Persephone doled out two more shots. “You’ll need a drink first.” Riona obeyed. When she had cleared the second shot, Persephone settled herself on the stool. “We’re called nephilim. We came before humans. Well, we are human. Physically, that is. Genetically there’s not a great difference between mortal men and us.”
“But you’re immortal.” Riona stated the obvious.
“Temporarily, maybe. Actually, once upon a time, we were just as mortal as y’all are now. We grew, we screwed, we had babies and got gray hair. A bit slower though. And we carried magic in our veins, but not quite as extensive as what wiccans can do. Stronger, more concentrated. Like me. I can control the health of plants. Others, though … Their power
s were a little more sought after, more useful. We began to abuse our powers as a people, and when the angels were sent to tell us we had to pull back in our outlandish shows of our abilities, we revolted against them.”
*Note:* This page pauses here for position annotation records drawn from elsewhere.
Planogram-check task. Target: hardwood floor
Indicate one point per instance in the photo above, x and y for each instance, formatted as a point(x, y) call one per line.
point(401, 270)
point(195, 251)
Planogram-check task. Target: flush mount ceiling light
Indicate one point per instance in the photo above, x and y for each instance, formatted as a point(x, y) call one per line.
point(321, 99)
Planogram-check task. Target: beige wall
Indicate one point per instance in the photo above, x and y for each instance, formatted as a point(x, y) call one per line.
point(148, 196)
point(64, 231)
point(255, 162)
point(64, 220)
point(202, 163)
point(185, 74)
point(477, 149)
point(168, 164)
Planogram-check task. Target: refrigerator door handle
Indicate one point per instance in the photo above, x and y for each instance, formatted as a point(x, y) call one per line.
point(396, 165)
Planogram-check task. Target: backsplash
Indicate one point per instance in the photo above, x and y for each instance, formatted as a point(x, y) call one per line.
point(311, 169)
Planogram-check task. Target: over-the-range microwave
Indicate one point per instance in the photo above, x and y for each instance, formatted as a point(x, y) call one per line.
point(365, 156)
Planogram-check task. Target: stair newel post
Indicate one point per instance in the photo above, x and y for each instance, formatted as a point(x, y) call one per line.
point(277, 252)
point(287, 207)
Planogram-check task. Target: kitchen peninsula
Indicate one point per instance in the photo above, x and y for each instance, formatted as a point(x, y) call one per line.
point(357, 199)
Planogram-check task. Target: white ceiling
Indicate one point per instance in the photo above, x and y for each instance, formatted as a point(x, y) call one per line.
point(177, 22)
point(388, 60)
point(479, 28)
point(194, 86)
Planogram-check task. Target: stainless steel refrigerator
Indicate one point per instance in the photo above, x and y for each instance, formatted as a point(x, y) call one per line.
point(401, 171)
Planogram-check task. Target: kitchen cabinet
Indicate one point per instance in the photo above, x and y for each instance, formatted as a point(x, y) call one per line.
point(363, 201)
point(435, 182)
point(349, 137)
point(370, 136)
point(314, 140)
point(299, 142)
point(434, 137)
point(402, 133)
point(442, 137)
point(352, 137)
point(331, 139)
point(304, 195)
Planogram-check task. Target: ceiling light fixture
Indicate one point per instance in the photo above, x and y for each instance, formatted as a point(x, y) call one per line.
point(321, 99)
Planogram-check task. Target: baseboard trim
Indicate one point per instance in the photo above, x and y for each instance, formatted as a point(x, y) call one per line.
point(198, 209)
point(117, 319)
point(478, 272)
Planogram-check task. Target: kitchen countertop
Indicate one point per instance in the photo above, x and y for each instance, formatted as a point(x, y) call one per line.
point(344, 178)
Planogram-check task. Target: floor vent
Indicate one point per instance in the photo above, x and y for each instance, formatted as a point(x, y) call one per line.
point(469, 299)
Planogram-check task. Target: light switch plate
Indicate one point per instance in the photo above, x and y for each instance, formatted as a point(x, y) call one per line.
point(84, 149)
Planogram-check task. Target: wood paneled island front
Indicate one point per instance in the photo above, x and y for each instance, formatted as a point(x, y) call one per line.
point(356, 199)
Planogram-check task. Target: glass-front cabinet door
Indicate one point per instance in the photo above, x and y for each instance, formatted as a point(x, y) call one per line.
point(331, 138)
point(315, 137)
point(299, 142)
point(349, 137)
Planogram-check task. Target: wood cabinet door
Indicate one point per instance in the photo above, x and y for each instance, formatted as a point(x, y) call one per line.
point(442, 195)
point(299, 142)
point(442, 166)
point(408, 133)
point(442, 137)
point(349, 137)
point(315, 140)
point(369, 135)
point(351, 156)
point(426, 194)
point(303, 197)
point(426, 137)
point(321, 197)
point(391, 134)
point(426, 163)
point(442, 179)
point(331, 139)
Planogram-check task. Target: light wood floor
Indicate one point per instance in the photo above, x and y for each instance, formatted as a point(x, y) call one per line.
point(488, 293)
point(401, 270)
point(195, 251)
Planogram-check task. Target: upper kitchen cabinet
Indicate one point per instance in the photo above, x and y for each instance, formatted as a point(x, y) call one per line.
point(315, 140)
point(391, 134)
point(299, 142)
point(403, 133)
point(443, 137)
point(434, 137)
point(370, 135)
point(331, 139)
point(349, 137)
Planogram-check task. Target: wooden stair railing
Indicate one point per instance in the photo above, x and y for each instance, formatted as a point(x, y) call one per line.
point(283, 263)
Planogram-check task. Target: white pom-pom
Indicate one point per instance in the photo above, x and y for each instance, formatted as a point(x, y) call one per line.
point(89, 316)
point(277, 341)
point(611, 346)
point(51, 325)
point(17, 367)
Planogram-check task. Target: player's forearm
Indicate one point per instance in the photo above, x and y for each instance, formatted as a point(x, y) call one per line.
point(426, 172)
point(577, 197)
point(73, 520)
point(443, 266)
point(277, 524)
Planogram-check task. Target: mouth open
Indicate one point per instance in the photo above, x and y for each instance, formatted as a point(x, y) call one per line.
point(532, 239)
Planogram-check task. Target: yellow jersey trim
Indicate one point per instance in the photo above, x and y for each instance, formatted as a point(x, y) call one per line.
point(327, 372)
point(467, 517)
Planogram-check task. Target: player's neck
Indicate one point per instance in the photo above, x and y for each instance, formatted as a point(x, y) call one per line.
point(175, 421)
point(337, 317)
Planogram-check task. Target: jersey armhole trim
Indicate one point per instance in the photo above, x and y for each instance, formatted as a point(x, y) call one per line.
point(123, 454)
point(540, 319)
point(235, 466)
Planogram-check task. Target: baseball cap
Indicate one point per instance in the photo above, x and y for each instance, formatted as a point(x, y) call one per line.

“Is that the great war everyone’s always going on about? The one that Lucifer and his cronies instigated?” Riona’s third shot went down without a fight.
“Wait, I’m getting there. Nephilim couldn’t match armies of angels in strength and power, of course, but it doesn’t mean the more eager of us didn’t try. My father was the one who negotiated our terms of defeat. The angels decided we’d been given a chance as a race. The punishment was great. The most precious thing in this world is a soul. Each of us had our chance to decide: save our souls and join the heavenly host, or remain on Earth forevermore with all our powers, but lose our souls. The angels now refer to it as the raptu primus, the first rapture.”
“So when you do die …” Persephone could see the look of understanding coming over Riona’s face.
“Then I’ll be no more,” she confirmed. “In exchange for our souls, we cannot die by any mortal means. But since all things must come to an end, there must be a way for us to be destroyed too. One of the things my father was able to win us in the defeat was the ability to determine the hour of our deaths. That’s where the dagger comes in. An angelic blade is the only thing that can kill a nephilim. When one of us is tired of existence, we summon one of the Council of Seven to be dispatched.”